本論文提出了基於頻譜刪減法(spectral subtraction)的二階段語音增強以消除背景雜訊。頻譜刪減法的概念是直接在頻域中將雜訊成份刪減掉，因此，預估出雜訊的功率頻譜之後，可利用頻譜刪減法得到刪減過後的訊號。然而，由於頻譜刪減法存在著缺陷，使得刪減過後的訊號仍然存在一定程度的剩餘雜訊(residual noise)。為了解決這個問題，我們利用一個頻譜權重濾波器(spectral weighted filter)將頻譜刪減法刪減過後的訊號作進一步雜訊濾除。濾波器是根據輸入的刪減後訊號做調整，當我們可以確保輸入濾波器的刪減後訊號只有剩餘雜訊時，藉由將權重濾波器的值設為零，可抑制仍有的剩餘雜訊；令一方面，考量人類聽覺中的遮蔽效應，我們假設輸入濾波器的刪減後訊號中，同時含有語音訊號與雜訊訊號，而語音訊號的強度可遮蔽雜訊訊號，使得人耳察覺不出噪音的存在。如此，我們便可忽視此噪音的存在，藉由設定濾波器的值為一，以保留語音訊號的資訊。在模擬結果中，我們強調加入權重濾波器前後方法的比較，並利用訊噪比改善(SNR improvement)與提昇率(improvement rate)等客觀評估方法。從實驗數據中，我們發現加入權重濾波器的確可以提昇頻譜刪減法的效能。

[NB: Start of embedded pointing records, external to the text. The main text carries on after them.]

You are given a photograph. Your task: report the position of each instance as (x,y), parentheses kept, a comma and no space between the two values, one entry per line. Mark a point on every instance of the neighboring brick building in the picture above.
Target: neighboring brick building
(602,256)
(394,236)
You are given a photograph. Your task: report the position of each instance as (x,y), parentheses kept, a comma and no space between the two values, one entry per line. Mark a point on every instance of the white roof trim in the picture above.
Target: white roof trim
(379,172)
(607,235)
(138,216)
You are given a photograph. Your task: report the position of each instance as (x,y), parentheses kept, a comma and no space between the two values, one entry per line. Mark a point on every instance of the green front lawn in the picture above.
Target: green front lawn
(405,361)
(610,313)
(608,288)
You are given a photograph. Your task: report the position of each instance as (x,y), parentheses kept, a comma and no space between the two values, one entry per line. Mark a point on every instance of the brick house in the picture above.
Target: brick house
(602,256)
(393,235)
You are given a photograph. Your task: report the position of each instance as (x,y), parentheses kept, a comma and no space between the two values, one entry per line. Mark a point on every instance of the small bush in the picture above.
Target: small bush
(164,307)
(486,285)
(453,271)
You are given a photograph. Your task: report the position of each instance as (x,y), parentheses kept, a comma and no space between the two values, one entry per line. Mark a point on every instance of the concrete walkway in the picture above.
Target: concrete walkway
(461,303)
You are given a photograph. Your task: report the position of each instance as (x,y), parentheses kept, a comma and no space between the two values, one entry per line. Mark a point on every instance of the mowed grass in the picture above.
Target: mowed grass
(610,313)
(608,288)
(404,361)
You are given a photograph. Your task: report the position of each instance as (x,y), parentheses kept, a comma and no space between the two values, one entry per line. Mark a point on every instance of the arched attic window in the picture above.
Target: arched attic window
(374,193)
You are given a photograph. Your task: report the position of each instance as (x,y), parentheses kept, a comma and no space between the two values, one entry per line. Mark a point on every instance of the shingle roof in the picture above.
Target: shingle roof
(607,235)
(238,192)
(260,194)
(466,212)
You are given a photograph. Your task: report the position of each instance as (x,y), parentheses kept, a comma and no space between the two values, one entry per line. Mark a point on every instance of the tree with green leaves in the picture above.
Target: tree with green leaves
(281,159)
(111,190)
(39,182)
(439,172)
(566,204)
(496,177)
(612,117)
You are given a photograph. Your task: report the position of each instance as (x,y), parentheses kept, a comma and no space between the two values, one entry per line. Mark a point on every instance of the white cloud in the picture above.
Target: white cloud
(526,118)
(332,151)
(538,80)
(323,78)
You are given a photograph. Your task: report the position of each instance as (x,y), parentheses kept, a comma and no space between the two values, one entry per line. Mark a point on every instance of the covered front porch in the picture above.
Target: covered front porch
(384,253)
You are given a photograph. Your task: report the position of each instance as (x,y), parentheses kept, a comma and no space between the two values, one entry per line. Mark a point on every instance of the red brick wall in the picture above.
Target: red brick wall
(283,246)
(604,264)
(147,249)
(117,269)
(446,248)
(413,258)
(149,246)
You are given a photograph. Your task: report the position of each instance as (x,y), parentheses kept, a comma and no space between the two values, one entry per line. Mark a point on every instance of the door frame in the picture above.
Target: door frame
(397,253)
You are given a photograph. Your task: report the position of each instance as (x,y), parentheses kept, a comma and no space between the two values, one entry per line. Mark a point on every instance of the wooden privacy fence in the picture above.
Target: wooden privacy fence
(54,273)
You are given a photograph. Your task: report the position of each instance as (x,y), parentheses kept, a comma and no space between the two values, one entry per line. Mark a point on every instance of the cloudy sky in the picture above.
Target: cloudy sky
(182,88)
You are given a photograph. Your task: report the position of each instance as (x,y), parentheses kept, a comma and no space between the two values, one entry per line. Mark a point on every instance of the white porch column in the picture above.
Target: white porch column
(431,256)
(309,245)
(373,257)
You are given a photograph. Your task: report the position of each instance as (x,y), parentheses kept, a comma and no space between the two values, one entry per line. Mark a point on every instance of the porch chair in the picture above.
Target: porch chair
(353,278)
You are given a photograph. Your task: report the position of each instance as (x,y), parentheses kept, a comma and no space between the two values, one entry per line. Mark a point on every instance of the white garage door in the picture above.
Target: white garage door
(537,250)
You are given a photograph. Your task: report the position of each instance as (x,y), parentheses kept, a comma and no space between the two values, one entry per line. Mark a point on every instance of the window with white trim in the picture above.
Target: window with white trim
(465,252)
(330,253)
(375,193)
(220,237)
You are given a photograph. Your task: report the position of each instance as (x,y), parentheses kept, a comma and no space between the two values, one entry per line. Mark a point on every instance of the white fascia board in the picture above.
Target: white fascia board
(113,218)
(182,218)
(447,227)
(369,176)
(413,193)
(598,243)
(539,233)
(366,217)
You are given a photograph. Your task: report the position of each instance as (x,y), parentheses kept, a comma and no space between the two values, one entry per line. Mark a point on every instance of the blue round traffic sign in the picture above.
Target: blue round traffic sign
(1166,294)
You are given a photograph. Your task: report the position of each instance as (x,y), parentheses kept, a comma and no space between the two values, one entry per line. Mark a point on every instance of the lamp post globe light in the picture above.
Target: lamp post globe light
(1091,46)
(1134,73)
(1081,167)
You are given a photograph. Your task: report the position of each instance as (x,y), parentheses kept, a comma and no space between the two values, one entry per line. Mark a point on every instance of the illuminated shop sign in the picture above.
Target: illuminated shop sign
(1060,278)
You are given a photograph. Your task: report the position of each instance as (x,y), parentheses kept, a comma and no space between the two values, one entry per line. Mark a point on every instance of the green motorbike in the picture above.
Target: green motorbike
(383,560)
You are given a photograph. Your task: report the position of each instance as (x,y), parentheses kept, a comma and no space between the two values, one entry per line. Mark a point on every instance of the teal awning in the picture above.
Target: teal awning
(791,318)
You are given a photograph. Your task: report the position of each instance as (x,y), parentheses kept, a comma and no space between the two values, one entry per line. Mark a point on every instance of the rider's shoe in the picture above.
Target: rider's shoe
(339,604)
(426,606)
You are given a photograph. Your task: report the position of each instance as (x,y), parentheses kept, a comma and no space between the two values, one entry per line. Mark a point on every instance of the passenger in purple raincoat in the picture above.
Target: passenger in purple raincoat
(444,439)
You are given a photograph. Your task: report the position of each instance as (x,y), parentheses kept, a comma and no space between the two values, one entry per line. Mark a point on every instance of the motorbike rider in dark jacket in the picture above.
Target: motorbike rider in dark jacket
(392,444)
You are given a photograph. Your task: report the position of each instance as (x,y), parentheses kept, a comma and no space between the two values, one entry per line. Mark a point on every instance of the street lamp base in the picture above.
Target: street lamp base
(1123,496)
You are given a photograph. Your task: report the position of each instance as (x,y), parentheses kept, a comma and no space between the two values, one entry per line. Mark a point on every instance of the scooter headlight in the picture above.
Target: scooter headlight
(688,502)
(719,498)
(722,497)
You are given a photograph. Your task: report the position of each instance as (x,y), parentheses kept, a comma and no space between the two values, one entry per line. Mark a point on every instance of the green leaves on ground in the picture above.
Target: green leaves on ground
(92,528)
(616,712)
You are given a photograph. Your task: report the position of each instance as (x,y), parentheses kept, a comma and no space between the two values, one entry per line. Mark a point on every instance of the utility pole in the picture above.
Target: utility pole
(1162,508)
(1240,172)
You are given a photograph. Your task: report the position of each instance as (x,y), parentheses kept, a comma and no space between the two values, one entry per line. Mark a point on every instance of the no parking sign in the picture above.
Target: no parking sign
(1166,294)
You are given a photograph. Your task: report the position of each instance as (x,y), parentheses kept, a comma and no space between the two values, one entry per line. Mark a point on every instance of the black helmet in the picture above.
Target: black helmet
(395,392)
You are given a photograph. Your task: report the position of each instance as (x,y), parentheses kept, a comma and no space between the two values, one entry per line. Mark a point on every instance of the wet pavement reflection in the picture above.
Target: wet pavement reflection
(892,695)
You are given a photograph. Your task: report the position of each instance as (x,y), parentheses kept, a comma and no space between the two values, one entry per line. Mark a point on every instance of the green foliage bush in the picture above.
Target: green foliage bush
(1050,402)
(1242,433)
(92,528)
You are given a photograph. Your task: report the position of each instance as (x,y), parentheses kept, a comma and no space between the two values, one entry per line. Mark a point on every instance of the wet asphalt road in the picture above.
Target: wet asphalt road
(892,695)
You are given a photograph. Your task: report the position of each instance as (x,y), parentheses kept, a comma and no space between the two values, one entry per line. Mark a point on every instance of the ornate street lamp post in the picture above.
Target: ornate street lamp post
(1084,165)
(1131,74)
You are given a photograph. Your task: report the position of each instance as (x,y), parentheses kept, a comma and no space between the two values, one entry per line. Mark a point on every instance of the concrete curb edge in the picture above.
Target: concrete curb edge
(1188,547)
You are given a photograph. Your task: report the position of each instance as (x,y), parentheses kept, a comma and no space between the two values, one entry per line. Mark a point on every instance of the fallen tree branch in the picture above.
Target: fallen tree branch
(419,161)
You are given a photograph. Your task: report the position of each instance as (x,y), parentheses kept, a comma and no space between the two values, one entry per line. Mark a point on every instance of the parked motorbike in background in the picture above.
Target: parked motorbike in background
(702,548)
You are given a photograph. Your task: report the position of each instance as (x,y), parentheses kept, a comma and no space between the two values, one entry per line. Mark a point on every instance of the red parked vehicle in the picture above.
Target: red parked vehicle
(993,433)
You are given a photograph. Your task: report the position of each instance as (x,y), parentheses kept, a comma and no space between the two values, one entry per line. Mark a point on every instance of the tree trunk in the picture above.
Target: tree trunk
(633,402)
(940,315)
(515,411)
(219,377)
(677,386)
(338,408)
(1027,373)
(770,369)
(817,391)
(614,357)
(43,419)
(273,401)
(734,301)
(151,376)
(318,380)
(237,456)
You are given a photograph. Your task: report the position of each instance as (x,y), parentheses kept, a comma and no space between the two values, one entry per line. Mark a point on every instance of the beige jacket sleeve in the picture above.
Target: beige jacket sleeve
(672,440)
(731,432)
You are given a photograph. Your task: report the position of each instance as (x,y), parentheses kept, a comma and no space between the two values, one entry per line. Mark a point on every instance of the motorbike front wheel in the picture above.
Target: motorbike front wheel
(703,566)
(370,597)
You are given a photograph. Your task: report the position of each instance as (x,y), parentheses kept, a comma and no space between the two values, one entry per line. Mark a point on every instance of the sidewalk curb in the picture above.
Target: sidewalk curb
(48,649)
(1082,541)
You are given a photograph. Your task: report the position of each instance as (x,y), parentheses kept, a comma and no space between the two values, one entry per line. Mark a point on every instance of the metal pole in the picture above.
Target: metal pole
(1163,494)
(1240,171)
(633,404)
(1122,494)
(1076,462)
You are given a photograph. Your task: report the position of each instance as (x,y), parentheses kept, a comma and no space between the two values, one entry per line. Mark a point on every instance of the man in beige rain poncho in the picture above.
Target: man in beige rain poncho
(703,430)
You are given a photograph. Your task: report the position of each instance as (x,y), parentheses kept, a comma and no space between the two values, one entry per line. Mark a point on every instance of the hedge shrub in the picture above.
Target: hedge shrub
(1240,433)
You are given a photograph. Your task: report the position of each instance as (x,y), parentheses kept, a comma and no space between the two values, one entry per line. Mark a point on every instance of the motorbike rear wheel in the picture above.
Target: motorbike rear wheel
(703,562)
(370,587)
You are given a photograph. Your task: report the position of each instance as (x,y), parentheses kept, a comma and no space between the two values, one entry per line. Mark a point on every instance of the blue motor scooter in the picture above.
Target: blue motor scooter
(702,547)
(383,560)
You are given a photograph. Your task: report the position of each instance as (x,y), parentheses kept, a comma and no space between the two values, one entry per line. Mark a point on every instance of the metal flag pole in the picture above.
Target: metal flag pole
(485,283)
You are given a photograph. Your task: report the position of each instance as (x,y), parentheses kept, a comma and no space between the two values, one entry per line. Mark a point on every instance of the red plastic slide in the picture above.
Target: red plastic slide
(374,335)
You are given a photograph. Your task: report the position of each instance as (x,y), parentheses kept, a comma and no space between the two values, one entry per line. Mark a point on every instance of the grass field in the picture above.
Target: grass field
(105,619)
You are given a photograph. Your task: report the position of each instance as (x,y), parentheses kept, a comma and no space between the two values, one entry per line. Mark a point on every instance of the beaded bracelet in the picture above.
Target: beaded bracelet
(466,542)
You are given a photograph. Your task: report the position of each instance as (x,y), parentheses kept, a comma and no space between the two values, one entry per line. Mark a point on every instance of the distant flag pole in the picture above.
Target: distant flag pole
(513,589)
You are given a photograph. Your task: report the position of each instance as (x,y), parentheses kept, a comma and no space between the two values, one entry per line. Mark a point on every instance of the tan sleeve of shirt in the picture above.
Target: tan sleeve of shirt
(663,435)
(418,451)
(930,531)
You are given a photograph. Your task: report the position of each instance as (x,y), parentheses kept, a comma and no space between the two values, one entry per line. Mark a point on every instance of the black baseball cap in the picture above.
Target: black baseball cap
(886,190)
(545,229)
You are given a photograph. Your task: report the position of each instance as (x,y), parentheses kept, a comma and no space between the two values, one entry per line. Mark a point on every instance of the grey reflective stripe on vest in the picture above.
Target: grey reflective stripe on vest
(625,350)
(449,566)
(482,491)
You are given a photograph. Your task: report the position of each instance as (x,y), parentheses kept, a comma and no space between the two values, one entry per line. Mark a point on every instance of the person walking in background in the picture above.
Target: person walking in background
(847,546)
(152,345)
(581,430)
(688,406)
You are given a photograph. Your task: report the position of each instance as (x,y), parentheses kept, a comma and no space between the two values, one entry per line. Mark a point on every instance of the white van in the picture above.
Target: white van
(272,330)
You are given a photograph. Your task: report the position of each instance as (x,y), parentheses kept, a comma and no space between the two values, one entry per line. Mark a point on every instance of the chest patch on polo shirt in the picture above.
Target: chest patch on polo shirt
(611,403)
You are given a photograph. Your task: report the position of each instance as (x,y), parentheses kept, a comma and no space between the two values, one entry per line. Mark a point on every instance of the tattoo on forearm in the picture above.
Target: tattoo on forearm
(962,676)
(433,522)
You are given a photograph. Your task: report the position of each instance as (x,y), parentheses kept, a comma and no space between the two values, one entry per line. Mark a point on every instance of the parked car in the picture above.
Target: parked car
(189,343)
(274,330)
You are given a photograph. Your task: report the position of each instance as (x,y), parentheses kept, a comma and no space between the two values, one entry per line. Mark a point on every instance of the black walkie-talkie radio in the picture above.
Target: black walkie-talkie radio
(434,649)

This thesis presents a two-step spectral subtraction speech enhancement algorithm to reduce background noise. First, spectral subtractive-type algorithms are utilized to obtain the subtracted signal by subtracting the noise power spectrum from the noisy power spectrum of noisy speech signals. Due to the inherent deficiency of conventional subtractive-type algorithms, there still remains residual noise in the subtracted signal. To solve this problem, we integrate a spectral weighted filter with subtractive-type algorithm to further eliminate the residual noise. The adjustment of the spectral weighted filter is based on the current spectrum of the subtracted signal. If the current spectrum of subtracted signal is the residual noise, we set the value of the spectral weighted filter close to zero to suppress the residual noise. On the other hand, the value of spectral weighted filter can be set one to keep the information of speech signal by considering the masking effect. The effectiveness of the proposed subtractive-type algorithms coupled with additive spectral weighted filters has been validated by SNR improvement tests and improvement rate tests and compared with conventional subtractive-type algorithms. According to our simulation results, the proposed algorithms outperform the conventional methods in both tests.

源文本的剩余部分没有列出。